Seetha couldn’t get what was going on.

“Yes, I killed him……….I killed him………….. I killed him.” Janaki said as she shed tears copiously and her lips quivered.

“Moommmmmm don’t lie again. Tell us the truth. I mean actually what happened. Don’t try to threaten us. I don’t have fear.”

“I killed him because he kept hurting me from the day he tied a knot. Yes, that’s the truth. We can’t have him in our life anymore. The devil is no more and it won’t come back. You understand.” Janaki said in an uproarious tone. Rathi jerked back as if a sudden evil force caught her. Seetha kept looking at her mother in shock despite all this chaos happening in front of her.

Was that true? Yes. How did that happen?

The only mistake Janaki did was revealing to her husband that she loved a guy before they got married. She didn’t want to tell about it but her husband kept asking if she had ever been in love before. She never minds telling him the truth and said that only she had loved him and there was no relationship between them and even that guy didn’t know anything about it. But her husband flipped a smile and started taking advantage of it, to frustrate her daily by asking offending questions. Whenever they had been in love, he would ask her if that guy had touched her or kissed them there and even ask her if he was better in the bed than him. The torture didn’t end there. He would even burn her hands with the candle and the worst thing he did was that he had even shared her nude photo with her friends. When she had once attended the call from his friend on his mobile when he had gone out, his friend said to her that she was looking so hot and if she would like to invite him to take on. That moment she felt like someone had ripped her head and threw away. What was that? A friend of his would talk like that? She immediately cut the call and scanned through the pics in the gallery. She was aghast when she had seen her nude photo which he had taken without knowing her when she was dressing. Had I lived with such a terrible person? She hated herself for living with him for seven years and the more painful thing was that she was carrying another child (Seetha) in her womb. She felt like a rip-off her stomach and throw the child and cry like a maniac. She cried and cried on seeing her pic. She waited for him to come, still having a tiny hope that he didn’t do that. Maybe some wicked fellow did that, she thought.

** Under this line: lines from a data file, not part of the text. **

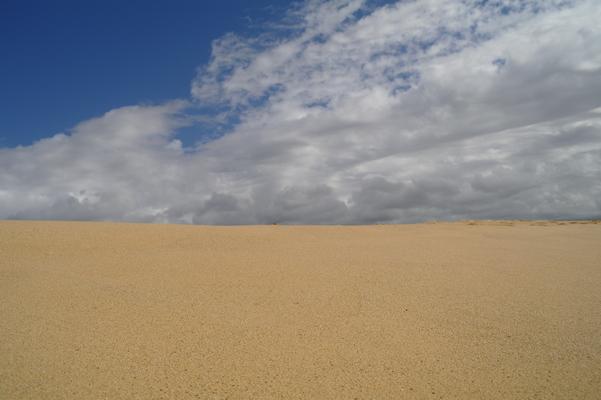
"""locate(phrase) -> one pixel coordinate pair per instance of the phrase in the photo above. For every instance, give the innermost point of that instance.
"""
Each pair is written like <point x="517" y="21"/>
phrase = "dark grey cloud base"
<point x="355" y="114"/>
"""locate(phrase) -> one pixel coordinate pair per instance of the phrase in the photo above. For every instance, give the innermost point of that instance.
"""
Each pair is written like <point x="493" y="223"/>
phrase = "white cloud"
<point x="354" y="114"/>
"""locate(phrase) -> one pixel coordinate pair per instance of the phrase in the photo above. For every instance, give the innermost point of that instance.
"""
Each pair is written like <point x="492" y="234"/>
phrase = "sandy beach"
<point x="467" y="310"/>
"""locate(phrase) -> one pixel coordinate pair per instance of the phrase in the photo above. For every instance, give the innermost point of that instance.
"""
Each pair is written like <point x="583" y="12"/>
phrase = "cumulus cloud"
<point x="350" y="112"/>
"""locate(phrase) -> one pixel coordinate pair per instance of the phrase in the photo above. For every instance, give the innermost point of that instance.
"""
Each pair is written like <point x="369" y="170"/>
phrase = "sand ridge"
<point x="476" y="309"/>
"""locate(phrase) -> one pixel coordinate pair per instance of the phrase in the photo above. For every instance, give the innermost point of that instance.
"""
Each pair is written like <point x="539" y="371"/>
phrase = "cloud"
<point x="350" y="112"/>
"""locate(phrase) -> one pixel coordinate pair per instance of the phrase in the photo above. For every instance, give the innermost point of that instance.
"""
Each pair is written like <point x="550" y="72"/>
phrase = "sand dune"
<point x="494" y="310"/>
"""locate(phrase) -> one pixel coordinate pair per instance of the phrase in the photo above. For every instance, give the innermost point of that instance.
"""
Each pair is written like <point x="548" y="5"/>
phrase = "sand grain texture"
<point x="507" y="310"/>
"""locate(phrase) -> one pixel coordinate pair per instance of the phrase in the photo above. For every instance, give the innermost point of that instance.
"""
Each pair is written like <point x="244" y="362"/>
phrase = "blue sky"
<point x="313" y="112"/>
<point x="67" y="61"/>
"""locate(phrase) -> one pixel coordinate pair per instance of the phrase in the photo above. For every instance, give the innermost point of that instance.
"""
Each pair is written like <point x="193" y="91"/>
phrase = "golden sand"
<point x="473" y="310"/>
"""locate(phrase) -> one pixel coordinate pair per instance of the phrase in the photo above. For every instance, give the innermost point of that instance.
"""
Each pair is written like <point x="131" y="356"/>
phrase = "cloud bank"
<point x="347" y="111"/>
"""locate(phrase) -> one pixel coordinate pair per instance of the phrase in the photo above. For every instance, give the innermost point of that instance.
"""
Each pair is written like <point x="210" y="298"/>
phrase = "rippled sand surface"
<point x="471" y="310"/>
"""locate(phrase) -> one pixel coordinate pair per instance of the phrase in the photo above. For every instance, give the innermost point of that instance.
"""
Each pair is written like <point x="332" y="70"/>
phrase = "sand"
<point x="471" y="310"/>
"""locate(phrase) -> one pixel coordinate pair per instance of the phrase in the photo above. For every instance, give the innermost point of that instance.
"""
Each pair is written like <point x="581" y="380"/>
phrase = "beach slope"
<point x="493" y="310"/>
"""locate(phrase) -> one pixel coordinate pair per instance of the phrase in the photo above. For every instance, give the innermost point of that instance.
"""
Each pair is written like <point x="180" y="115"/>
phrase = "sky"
<point x="309" y="112"/>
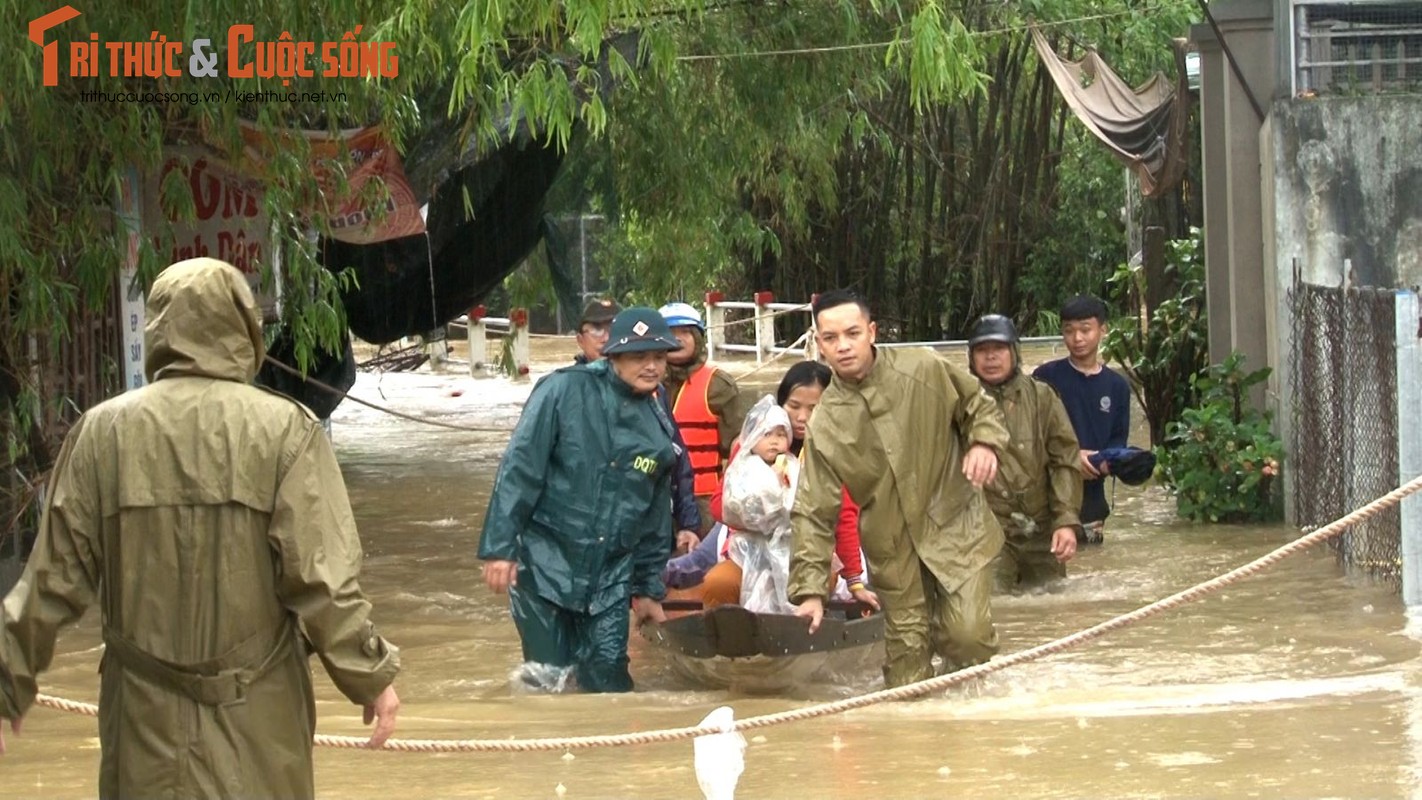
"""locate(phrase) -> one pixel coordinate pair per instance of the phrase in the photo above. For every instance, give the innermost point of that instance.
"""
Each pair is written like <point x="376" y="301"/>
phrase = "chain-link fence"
<point x="1343" y="47"/>
<point x="1344" y="388"/>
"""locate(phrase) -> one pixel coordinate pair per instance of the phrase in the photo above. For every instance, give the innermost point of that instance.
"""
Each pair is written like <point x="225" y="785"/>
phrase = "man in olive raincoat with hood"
<point x="1038" y="483"/>
<point x="209" y="520"/>
<point x="913" y="439"/>
<point x="580" y="515"/>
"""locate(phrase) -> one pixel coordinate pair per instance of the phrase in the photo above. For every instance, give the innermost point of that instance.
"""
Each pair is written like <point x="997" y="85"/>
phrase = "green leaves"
<point x="1220" y="458"/>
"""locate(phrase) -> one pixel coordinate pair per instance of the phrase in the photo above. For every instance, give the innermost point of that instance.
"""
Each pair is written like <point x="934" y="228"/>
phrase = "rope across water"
<point x="849" y="704"/>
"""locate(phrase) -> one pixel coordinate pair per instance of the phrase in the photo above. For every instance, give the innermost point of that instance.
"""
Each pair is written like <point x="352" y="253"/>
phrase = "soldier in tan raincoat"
<point x="209" y="522"/>
<point x="913" y="439"/>
<point x="1038" y="483"/>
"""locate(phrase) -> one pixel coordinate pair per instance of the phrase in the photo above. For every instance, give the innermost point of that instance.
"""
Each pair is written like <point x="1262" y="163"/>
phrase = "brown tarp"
<point x="1145" y="127"/>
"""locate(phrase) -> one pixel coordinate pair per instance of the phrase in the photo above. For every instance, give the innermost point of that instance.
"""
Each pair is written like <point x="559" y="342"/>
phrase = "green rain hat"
<point x="637" y="330"/>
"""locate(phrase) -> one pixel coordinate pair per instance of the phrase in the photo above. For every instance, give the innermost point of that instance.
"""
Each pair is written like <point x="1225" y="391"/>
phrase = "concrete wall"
<point x="1236" y="286"/>
<point x="1343" y="182"/>
<point x="1348" y="185"/>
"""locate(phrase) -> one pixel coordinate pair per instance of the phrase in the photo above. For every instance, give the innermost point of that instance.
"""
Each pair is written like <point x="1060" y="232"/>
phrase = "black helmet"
<point x="993" y="327"/>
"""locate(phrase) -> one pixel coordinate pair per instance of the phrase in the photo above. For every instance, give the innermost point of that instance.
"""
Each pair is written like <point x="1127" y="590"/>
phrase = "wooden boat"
<point x="733" y="647"/>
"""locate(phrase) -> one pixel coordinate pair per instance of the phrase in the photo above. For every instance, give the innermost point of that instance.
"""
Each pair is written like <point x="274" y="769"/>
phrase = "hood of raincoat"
<point x="202" y="320"/>
<point x="755" y="498"/>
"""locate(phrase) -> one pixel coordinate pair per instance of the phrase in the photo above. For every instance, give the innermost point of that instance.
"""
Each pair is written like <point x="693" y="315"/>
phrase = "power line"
<point x="890" y="43"/>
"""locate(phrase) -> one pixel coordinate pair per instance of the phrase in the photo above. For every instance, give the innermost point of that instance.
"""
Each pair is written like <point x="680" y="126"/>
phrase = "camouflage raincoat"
<point x="209" y="522"/>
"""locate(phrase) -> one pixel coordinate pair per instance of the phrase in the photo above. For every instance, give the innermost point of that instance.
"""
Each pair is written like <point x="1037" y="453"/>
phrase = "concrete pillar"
<point x="478" y="341"/>
<point x="715" y="324"/>
<point x="519" y="330"/>
<point x="764" y="326"/>
<point x="1213" y="73"/>
<point x="1233" y="205"/>
<point x="1409" y="439"/>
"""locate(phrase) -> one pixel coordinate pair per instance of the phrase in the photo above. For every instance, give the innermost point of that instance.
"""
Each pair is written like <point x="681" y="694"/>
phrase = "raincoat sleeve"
<point x="683" y="490"/>
<point x="725" y="402"/>
<point x="654" y="544"/>
<point x="59" y="583"/>
<point x="812" y="522"/>
<point x="319" y="559"/>
<point x="977" y="414"/>
<point x="522" y="472"/>
<point x="1062" y="458"/>
<point x="720" y="489"/>
<point x="691" y="569"/>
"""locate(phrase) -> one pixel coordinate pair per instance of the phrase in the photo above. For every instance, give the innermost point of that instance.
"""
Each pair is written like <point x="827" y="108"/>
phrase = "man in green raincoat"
<point x="1038" y="483"/>
<point x="209" y="520"/>
<point x="913" y="439"/>
<point x="580" y="515"/>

“Who took this photo?” Janaki shrieked when he had entered the house.

He laughed, “Oh this photo I took for fun. Even I shared it with my friends. Such a lovely axs you know.”

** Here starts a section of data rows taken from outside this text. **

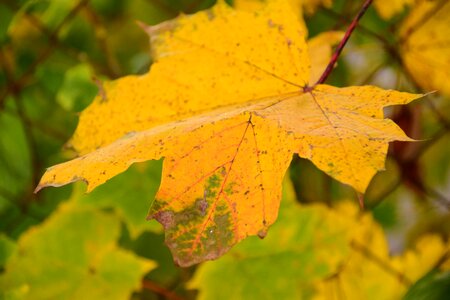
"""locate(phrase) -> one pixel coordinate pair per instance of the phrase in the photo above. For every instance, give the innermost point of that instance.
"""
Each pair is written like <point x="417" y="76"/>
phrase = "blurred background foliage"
<point x="63" y="243"/>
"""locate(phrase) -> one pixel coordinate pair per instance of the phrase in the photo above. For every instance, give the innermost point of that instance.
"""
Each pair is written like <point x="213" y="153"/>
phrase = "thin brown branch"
<point x="343" y="42"/>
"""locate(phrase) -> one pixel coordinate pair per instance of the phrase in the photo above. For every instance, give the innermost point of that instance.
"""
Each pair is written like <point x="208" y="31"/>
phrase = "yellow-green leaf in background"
<point x="130" y="194"/>
<point x="73" y="255"/>
<point x="387" y="9"/>
<point x="316" y="252"/>
<point x="424" y="40"/>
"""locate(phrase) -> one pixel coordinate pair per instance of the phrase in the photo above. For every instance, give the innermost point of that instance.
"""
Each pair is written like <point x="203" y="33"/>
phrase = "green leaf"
<point x="434" y="286"/>
<point x="73" y="255"/>
<point x="304" y="245"/>
<point x="7" y="248"/>
<point x="76" y="88"/>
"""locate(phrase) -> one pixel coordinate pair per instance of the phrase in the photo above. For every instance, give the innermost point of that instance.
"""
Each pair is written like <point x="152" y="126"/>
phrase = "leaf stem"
<point x="343" y="42"/>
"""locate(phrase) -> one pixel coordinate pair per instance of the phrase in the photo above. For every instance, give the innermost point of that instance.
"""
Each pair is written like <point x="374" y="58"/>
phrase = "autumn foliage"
<point x="231" y="97"/>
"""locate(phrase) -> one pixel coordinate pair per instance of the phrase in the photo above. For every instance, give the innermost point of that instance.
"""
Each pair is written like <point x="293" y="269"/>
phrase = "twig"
<point x="343" y="42"/>
<point x="156" y="288"/>
<point x="382" y="264"/>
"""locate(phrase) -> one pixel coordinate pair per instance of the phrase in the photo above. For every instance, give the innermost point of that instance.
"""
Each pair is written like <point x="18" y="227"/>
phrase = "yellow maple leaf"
<point x="424" y="39"/>
<point x="225" y="105"/>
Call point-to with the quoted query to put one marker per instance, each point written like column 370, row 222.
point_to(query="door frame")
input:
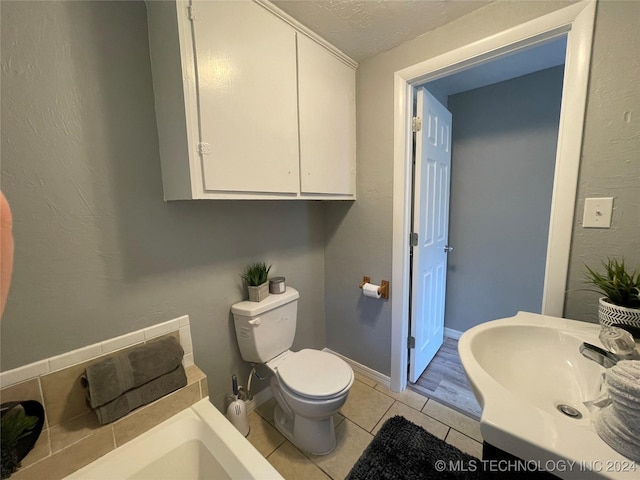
column 577, row 22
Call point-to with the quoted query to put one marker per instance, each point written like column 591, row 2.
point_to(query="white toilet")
column 309, row 386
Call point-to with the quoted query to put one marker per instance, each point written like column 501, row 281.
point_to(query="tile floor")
column 368, row 406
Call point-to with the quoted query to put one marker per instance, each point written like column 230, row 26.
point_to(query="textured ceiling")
column 362, row 29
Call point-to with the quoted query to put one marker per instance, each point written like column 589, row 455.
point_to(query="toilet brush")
column 237, row 411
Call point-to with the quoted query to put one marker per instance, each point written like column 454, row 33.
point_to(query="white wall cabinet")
column 249, row 104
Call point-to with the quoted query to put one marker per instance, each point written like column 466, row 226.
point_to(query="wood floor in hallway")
column 444, row 380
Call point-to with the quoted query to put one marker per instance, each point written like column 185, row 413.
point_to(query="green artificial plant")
column 618, row 284
column 256, row 274
column 15, row 425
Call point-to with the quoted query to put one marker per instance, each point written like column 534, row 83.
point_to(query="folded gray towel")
column 108, row 379
column 141, row 395
column 617, row 434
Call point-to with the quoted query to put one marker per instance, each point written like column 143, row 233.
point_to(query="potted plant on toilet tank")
column 620, row 286
column 255, row 276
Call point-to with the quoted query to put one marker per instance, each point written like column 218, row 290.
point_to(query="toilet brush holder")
column 237, row 415
column 237, row 411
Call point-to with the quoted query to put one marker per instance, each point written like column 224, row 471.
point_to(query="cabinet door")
column 326, row 94
column 246, row 71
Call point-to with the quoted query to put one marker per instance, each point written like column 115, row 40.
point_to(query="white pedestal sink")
column 521, row 370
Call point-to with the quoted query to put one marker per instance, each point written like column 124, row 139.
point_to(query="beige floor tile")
column 464, row 443
column 431, row 425
column 365, row 405
column 351, row 442
column 364, row 379
column 292, row 464
column 467, row 425
column 263, row 436
column 408, row 397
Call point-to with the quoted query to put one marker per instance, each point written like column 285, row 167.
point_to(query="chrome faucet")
column 599, row 355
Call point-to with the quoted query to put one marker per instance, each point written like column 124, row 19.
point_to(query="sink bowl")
column 524, row 371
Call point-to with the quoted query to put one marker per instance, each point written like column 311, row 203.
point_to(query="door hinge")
column 416, row 124
column 413, row 239
column 204, row 148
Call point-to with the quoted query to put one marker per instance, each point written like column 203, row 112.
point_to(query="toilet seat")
column 315, row 374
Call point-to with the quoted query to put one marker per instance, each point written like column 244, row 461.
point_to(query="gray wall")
column 359, row 238
column 503, row 159
column 98, row 252
column 610, row 165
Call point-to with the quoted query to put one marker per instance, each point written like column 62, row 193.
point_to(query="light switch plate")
column 597, row 212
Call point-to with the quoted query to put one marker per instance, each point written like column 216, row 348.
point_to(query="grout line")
column 462, row 433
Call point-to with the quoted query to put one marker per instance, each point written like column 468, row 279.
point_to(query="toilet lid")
column 315, row 374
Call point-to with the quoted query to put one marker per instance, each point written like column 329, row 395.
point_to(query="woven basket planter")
column 610, row 314
column 259, row 293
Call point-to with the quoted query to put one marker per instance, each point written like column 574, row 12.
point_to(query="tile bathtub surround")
column 71, row 436
column 368, row 406
column 91, row 352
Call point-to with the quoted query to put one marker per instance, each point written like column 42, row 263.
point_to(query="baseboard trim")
column 451, row 333
column 364, row 370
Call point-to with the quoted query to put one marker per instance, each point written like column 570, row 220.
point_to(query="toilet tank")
column 266, row 329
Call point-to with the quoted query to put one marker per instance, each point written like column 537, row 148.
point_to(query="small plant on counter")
column 15, row 425
column 619, row 286
column 256, row 274
column 256, row 277
column 620, row 305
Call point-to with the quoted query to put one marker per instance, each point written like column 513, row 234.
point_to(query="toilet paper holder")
column 384, row 287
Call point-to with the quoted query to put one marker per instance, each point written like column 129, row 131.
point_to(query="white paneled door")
column 431, row 223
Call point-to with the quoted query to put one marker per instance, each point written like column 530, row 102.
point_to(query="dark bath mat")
column 403, row 450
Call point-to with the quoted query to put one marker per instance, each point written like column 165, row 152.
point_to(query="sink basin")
column 523, row 370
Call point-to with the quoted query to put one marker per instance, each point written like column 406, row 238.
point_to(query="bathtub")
column 197, row 443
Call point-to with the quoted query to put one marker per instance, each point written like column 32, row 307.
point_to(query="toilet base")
column 317, row 437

The next second he wasn’t there to breathe, the sickle in her right-hand cut through his throat neatly and he fell on the ground. His eyes were stalled and his soul left his body. Janaki called her father and told him what had happened, he was sorry for finding the wrong person to marry her. He wept hard and surrendered to the police for committing this crime, telling them that he murdered him because he tortured his daughter for a long time and Janaki wasn’t able to tolerate living with him.